Micrographs demonstrating fluorescent staining of neurons in the RVM for TRPV1 receptor and VGLUT1 (A–C) and for TRPV1 receptor and VGAT (D–F). A–C, Overview of the RVM region examined for TRPV1 and VGLUT1 localization; solid line box marks the region shown in A₁–C₁. Note that some TRPV1-labeled cells are surrounded by VGLUT1-positive nerve terminals (asterisk), whereas other cells are positive for both TRPV1 and VGLUT1 (arrows). D–F, Note constant TRPV1 labeling of cell membranes and cytoplasm in the RVM (D, D₁) and VGAT-positive terminals (E, E₁) surrounding TRPV1-positive cells (F, F₁). Scale bar: A–F, 60 μm; A₁–F₁, 15 μm.
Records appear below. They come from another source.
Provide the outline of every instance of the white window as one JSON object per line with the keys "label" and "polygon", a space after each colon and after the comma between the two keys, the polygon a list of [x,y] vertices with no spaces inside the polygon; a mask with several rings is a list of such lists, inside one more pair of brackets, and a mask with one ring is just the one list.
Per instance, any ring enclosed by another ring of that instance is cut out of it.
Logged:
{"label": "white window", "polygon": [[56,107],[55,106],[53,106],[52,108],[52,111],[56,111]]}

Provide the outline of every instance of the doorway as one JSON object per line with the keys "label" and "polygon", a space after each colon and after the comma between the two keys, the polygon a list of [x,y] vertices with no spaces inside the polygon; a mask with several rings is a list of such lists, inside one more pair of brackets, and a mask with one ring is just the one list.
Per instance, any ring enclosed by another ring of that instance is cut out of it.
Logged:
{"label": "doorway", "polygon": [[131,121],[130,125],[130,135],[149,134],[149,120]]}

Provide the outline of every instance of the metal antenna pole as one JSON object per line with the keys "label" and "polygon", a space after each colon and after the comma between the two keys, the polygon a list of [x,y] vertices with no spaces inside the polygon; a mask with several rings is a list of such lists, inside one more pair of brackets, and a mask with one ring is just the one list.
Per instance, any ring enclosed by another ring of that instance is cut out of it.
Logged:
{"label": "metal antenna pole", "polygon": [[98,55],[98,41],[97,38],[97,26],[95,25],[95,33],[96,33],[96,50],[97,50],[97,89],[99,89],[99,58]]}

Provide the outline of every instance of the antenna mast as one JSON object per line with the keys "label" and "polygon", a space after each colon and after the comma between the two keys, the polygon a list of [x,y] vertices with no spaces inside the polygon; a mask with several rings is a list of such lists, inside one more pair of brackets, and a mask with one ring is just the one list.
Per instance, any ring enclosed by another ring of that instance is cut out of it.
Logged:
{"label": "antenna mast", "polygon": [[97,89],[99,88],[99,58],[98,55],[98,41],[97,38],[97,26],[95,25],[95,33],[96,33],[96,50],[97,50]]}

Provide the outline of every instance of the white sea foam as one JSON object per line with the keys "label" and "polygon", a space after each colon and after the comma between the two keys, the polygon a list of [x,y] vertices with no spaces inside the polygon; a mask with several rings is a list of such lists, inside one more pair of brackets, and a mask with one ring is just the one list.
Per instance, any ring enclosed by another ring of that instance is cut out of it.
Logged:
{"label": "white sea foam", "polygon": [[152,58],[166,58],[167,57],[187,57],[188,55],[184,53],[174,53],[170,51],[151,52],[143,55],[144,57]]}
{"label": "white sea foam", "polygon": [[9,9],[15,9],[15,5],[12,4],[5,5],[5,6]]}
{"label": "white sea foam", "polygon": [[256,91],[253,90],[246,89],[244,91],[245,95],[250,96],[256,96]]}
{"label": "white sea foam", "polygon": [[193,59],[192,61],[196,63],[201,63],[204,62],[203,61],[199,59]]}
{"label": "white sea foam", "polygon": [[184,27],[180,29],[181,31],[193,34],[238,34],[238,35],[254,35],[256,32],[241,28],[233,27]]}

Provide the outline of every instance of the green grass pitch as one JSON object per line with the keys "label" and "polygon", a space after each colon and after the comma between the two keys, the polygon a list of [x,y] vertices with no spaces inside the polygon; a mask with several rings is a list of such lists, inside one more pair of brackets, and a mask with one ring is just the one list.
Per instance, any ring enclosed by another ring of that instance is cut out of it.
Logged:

Images are representative of those obtained in nine sections per rat.

Figure 9.

Photomicrographs of coronal sections through the ventrolateral PAG showing the same area immunolabeled for TRPV1 in green, mGluR7 or μ opioid receptor (MOR) in red, and both in yellow in the merged images; and in the RVM representing neurons marked for TRPV1 (green) and mGluR7 (red) and merged images (yellow). A–C, Double immunofluorescence for TRPV1 and mGluR7 in the ventrolateral PAG. Note colocalization of TRPV1 and mGluR7 in the vast majority of neurons; just a few cells were only mGluR7 positive (arrow). D–F, Intense cytoplasmic localization for TRPV1 and mGluR7 on cell bodies of RVM neurons. G–I, Double immunofluorescence for TRPV1 and MOR in the ventrolateral PAG region showing TRPV1 distribution with postsynaptic MOR (yellow cells) in the majority of neurons stained, although some cells were also simply TRPV1-ir (arrows). J–L, Strong cytoplasmic colocalization for TRPV1 and MOR in a vast majority of cell bodies of RVM neurons. Aq, Lumen of aqueduct. Scale bars: A–C, G–I, 80 μm; D–F, J–L, 15 μm. Images are representative of those obtained in nine sections per rat.